Rebecca Minkoff is a millennial-owned brand focused on attracting millennial customers. Uri Minkoff, co-founder and CEO of Rebecca Minkoff, spoke about his plans to “future proof” the company during the session “Future-proof: Building a Fashion Brand for the Millennial Consumer” at Shoptalk yesterday.
Minkoff gave four key ways he sees this happening within the Rebecca Minkoff brand:
Rebecca Minkoff is a company at the crossroads of technology and fashion. The retailer was the first to implement magic mirror technology in its stores, and also was an early adopter of self-checkout. In fact, Rebecca Minkoff launched self-checkout the same day Amazon Go debuted.

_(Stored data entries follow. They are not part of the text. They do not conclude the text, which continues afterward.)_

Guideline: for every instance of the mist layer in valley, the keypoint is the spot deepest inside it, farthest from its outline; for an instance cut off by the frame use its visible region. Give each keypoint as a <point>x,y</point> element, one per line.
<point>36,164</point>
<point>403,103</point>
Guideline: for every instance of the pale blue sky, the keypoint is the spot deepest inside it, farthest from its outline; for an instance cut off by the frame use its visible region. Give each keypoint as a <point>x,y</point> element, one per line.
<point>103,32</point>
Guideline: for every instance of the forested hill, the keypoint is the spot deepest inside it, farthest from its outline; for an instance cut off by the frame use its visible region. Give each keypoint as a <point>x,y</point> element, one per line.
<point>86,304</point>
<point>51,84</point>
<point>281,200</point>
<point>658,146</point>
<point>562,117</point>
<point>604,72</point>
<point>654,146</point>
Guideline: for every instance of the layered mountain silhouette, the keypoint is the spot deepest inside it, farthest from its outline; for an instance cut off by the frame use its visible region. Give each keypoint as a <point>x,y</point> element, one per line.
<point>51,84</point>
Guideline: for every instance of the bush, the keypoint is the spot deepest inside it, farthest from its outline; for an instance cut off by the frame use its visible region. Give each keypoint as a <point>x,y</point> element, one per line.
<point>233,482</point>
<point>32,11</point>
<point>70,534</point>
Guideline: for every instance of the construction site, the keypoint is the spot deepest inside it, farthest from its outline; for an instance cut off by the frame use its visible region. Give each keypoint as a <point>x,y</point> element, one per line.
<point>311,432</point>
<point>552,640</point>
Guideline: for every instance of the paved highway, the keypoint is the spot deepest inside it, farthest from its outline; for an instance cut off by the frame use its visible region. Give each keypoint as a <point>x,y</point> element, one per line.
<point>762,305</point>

The technologies allow customers to curate their own in-store experiences. If they want a fully private experience, they can do that and never have to talk to a store associate with self-checkout. Minkoff explained that it’s important to focus on the customer journey — her pain points and how she wants to experience the brand.
Data is the most important piece of the puzzle for understanding each customer, Minkoff said. The entire company is aligned on data. Every transaction, whether in-store or online, is tracked. Minkoff explains that this allows his team to discover extremely granular details about what’s happening across the brand. For example, what’s the best-selling item at that exact moment in Los Angeles.

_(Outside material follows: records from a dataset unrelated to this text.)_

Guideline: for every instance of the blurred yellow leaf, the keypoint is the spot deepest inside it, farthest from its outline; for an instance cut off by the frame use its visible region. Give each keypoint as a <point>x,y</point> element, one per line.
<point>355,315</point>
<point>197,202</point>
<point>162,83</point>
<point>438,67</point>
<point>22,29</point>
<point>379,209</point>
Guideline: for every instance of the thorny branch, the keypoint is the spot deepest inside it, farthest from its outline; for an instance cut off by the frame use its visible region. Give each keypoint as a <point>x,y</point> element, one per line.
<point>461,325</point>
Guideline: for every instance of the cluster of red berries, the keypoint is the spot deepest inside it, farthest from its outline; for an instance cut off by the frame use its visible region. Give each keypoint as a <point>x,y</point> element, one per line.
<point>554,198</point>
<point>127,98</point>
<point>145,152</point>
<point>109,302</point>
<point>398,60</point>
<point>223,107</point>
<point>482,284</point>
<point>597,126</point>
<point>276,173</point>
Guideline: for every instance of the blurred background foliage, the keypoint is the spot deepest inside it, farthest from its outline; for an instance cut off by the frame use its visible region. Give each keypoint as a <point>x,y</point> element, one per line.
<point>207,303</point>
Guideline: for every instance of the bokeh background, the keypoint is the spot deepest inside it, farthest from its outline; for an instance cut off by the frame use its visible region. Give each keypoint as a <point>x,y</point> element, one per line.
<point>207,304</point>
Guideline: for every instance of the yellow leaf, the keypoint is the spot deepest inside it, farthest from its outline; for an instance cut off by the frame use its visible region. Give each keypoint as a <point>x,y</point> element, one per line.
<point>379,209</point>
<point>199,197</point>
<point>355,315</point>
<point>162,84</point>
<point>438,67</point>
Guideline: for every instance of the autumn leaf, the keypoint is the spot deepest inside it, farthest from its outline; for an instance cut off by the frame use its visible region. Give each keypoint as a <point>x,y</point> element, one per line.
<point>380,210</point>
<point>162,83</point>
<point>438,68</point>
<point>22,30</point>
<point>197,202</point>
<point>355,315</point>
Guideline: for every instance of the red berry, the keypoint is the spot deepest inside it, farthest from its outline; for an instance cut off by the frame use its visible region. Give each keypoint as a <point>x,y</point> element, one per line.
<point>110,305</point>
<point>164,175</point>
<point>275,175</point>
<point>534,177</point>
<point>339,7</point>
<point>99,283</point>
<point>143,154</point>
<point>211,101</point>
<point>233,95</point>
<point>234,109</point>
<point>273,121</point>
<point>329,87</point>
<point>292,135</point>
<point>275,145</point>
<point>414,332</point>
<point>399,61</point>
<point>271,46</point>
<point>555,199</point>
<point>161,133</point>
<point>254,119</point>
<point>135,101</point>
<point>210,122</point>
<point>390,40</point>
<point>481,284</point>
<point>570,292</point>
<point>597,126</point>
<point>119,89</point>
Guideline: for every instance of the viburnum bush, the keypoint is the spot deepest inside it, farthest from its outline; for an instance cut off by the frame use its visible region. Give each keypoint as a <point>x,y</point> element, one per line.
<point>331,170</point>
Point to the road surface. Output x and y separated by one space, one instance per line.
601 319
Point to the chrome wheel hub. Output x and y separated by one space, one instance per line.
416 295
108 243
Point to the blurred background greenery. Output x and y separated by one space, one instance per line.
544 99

Up next, Minkoff is adding social media, inventory and wholesale data to the mix. This data will allow the brand to determine what the social sentiment is in a certain area or what its wholesale partners’ needs are at any given moment.
Minkoff also showed off an integration with Amazon’s Alexa. He asked Alexa what the best-selling product was over the last year and what was the best-seller in New York City specifically. Alexa was able to quickly comb through the data and answer him. This is extremely valuable to fast-moving retail teams trying to make decisions on the fly.
3. Business Model
Rebecca Minkoff was also the first brand to debut the “see, buy, wear” model, something Minkoff says was a complete business transformation.

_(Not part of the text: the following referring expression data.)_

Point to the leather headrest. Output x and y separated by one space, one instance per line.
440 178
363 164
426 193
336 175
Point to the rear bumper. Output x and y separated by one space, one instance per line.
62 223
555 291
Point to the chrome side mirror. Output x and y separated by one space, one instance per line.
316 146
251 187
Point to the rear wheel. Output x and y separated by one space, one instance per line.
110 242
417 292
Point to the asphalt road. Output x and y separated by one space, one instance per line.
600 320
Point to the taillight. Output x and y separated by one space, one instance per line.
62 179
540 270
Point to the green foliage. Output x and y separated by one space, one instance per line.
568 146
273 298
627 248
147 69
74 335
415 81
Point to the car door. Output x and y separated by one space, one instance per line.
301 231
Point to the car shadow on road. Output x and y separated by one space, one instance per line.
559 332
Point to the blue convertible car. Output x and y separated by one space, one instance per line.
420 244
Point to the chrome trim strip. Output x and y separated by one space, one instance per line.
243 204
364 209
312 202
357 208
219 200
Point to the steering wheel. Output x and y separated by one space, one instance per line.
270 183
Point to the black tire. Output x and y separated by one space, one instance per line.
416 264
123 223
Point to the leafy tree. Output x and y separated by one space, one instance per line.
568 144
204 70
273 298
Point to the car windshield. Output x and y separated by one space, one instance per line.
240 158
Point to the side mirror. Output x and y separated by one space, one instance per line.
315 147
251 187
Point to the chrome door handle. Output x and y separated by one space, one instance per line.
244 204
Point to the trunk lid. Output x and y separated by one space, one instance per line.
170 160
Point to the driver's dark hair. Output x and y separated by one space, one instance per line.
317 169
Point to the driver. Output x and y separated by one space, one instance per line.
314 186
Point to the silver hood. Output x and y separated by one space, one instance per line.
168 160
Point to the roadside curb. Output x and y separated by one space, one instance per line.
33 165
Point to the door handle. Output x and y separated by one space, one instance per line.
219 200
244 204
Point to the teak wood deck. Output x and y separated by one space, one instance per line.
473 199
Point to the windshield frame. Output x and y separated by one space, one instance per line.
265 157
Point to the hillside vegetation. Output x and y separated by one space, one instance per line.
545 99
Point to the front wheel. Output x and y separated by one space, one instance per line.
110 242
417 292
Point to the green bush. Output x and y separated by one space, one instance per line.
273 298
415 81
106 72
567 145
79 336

Earlier this year, Rebecca Minkoff hosted a fashion show at The Grove in Los Angeles. It was a full brand experience — and other brands got involved as well. Fans were able to meet bloggers and influencers (some of which even walked the runway as models); Nordstrom sponsored a yoga session; Lauren Conrad hosted a pop-up shop; and Keke Palmer gave a talk at the Barnes & Noble store at The Grove.
“We leveraged all the different brands on site to offer an amazing experience,” says Minkoff.
However, the see, buy, wear model doesn’t come without its own set of logistical issues. The issues Rebecca Minkoff — said to be one year into the two-year transformation process — is facing include supply chain, lead times and excess product leading to markdowns.
“It’s a complete reorganization, down to who sits where in the office,” explained Minkoff. “This is where the fashion industry is going.”
Instead of the usual lead time of products hitting a store after one year, Rebecca Minkoff’s products are available in-store within 10 days to 14 weeks. To do this, the company produces more of its merchandise domestically and in Europe.
4. Customer Relationship Management in the Digital World
The Internet of Things was a popular topic at Shoptalk, and Minkoff touched on it in his presentation. But how does apparel and accessories relate to the IoT?
Rebecca Minkoff answered this question with a connected “smart bag.” Owners of this bag can use it to scan products, and the more they scan, the more they get. For example, the first scan got customers invited to the fashion show at The Grove, then subsequent scans gave customers access to exclusive media, products recommendations, etc.
Shoppers are more inclined to wear the Rebecca Minkoff bag because every scan opens up new possibilities — and this fosters brand loyalty. The CEO also shared that his sister, brand namesake Rebecca Minkoff, can work to connect other partner brands to the bag, giving shoppers discounts on concert tickets or reservations to restaurants, for example.
Minkoff stresses that brands have to know everything about their customers: Who are they? What music do they like? Where do they shop? What are their favorite restaurants? This allows more a more personalized and authentic experience, especially with partner brands and the “smart bag.”
Minkoff gave the audience three takeaways to remember when attracting millennial shoppers:
- Know what is it that makes your brand different.
- A/B test “all day long,” from merchandise to product photography to marketing and more.
- Always be thinking about where IoT is going.